Mon cœur a déménagé

BUSSI Michel, Éd. Presse de la Cité, 416 p., 2024

Michel Bussi est un auteur à succès. Avec douze millions de ventes cumulées pour ses plus de vingt romans, il est reconnu par le public avec qui il a construit une vraie fidélité, depuis sa première publication, en 2007. Son dernier opus nous plonge dans la protection de l’enfance.

Virevoltant dans la menée d’une intrigue aux rebondissements qui ne cessent de déstabiliser le lecteur, tout au long des pages, il réussit à l’accrocher jusqu’au bout. Une chose est de savoir mener avec maestria un suspense haletant, une autre est de se montrer fiable dans les descriptions du contexte dans lequel évolue un scénario. Et pénétrer l’univers de la protection de l’enfance relève d’une gageure, quand il s’agit d’éviter les chausse-trappes, les préjugés et autres clichés.

Et là, c’est plutôt bluffant. Non seulement, l’auteur évite avec habileté tous les stéréotypes dans lesquels il aurait pu tomber, mais ses descriptions sont d’une finesse et d’une justesse qui ne pourront qu’étonner les connaisseurs de ce monde traditionnellement refermé sur lui-même.

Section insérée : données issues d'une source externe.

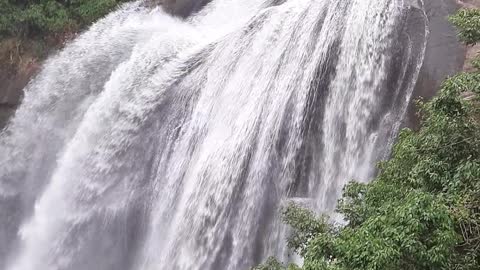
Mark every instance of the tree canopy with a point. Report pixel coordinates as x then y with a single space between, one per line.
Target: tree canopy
422 211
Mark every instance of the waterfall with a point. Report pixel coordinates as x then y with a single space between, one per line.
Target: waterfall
157 143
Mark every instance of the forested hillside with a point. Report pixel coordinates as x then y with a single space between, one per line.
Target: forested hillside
422 211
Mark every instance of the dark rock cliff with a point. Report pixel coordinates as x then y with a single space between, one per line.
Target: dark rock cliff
444 56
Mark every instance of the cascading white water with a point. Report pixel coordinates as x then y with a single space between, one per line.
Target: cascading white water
155 143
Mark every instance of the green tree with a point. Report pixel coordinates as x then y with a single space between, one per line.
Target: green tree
422 211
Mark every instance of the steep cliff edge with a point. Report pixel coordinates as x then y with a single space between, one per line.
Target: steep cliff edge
444 55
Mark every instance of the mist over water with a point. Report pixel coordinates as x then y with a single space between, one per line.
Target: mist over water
152 142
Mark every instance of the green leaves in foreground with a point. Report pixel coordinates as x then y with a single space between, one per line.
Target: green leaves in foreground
30 18
468 23
422 211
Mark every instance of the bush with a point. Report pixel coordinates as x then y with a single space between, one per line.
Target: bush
422 211
36 18
468 23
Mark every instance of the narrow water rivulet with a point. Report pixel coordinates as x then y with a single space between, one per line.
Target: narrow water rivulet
157 143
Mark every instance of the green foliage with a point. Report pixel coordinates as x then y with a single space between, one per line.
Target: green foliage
422 211
39 17
468 22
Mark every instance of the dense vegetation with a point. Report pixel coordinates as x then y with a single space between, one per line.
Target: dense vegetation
28 18
422 211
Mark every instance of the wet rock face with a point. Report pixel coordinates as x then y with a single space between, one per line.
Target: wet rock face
444 55
182 8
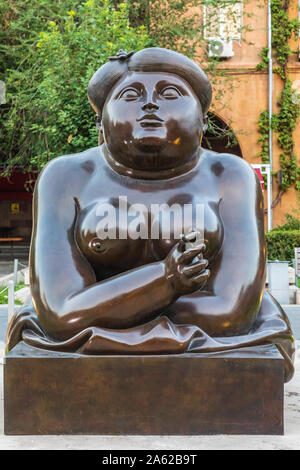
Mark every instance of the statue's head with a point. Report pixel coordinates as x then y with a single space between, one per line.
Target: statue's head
151 107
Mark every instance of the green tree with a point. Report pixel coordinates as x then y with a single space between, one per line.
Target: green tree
51 50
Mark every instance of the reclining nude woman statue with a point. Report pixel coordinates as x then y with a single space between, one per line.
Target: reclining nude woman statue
102 292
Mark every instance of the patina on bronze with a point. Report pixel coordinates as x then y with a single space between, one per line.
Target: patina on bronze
155 296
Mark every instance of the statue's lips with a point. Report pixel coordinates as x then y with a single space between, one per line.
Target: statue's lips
150 120
150 124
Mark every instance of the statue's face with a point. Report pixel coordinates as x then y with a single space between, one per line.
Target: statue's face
152 121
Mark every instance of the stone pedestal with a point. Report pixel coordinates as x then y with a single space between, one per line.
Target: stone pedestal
237 392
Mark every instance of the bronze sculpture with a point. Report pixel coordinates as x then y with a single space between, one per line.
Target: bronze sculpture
129 295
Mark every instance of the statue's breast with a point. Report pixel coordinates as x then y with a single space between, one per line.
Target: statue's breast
115 235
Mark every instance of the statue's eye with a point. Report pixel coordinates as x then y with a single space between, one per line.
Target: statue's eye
130 94
170 93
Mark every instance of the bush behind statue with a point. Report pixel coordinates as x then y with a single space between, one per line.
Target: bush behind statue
48 110
281 244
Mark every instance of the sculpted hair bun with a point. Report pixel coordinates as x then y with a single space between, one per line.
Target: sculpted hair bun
153 59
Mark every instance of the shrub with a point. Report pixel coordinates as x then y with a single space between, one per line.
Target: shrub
281 244
49 113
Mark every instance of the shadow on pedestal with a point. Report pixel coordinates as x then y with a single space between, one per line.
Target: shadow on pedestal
234 392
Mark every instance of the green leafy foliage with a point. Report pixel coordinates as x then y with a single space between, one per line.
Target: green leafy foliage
284 122
48 112
51 50
281 244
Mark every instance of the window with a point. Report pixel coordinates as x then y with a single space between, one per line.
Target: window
223 21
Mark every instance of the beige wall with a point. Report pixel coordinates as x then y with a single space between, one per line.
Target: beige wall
249 96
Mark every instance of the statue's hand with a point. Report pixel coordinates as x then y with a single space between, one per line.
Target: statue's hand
186 269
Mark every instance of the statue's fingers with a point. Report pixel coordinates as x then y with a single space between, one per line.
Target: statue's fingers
188 255
202 277
195 268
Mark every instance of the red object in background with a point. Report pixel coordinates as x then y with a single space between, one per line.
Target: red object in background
262 183
13 188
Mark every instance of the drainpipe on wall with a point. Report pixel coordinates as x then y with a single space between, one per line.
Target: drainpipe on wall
270 110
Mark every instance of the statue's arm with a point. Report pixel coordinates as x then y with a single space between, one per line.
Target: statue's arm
230 305
66 294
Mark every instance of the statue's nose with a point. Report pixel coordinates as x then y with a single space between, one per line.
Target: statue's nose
150 103
149 106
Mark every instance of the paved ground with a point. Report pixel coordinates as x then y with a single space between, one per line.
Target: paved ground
290 441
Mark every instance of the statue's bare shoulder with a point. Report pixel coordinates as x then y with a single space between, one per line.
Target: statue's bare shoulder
68 173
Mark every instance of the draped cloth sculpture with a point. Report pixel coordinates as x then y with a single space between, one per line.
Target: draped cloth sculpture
131 289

Les mécanismes administratifs, éducatifs et judiciaires sont décrits avec une pertinence et une justesse assez étonnantes. Le portrait des enfants placés est tissé avec beaucoup de sensibilité et de vérité. Le vécu d’une petite fille de sept ans, confiée à une Maison d’enfants à caractère social, suite à un terrible drame familial, n’est pas moins percutant que celui de cette adolescence rebelle qu’elle est devenue.

Mais, celui des professionnels ne l’est pas moins. Certes, les personnels de direction ne sont pas à la fête, présentés soit comme falot, soit comme escroc. Pour ce qui est des professionnels de terrain, ils s’en sortent infiniment mieux.  A l’image de cette éducatrice spécialisée élevée au rang de superwoman protectrice et salvatrice, d’un bout à l’autre du roman.

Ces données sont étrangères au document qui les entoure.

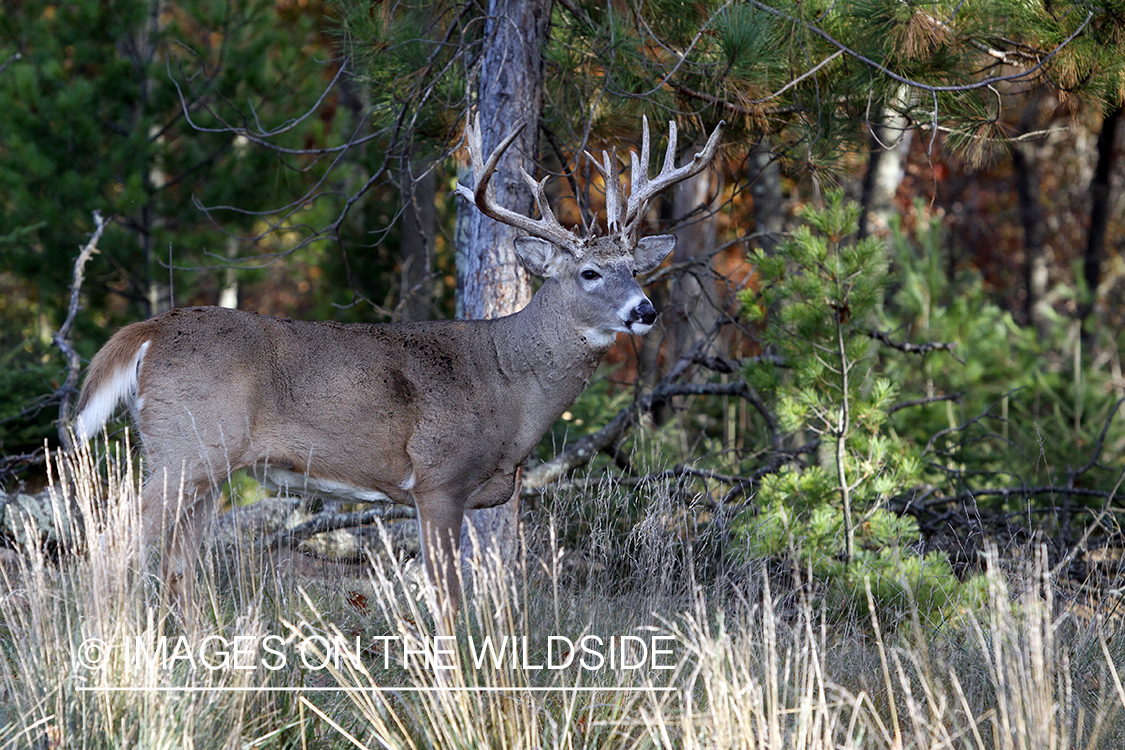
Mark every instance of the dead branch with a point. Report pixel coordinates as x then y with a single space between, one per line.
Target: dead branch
327 522
908 348
582 451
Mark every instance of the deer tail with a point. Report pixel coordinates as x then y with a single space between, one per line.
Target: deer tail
113 377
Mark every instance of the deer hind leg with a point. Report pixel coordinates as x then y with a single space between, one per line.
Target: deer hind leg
180 520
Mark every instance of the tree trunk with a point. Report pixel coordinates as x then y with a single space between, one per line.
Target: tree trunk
889 144
694 306
1032 220
764 177
1099 218
491 280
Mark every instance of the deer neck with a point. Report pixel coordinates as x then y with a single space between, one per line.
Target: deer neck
543 351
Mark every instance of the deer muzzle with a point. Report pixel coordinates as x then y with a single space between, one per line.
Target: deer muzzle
640 317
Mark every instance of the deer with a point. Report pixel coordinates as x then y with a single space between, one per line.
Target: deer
439 415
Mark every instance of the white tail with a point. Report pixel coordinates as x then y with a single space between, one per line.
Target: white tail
439 415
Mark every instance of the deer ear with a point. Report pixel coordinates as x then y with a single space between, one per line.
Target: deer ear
651 251
540 256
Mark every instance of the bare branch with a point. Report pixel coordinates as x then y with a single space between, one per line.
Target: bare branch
62 336
327 522
908 348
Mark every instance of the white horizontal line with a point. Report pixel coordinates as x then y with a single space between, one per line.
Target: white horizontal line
87 688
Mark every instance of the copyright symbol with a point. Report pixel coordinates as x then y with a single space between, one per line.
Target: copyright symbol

La quatrième de couverture résume le récit en le présentant comme une histoire mêlant amour et amitiés, récit initiatique et manipulations. Le lecteur travailleur social identifiera sans doute bien plus des violences conjugales et les réactions de mineurs face au placement, les mécanismes de résilience et une ambiance professionnelle guère éloignée, parfois, de celles qui se déploient sur le terrain. Une lecture, au final, qui articule le plaisir d’un polar avec une représentation d’un quotidien pour une fois fidèle et non biaisé.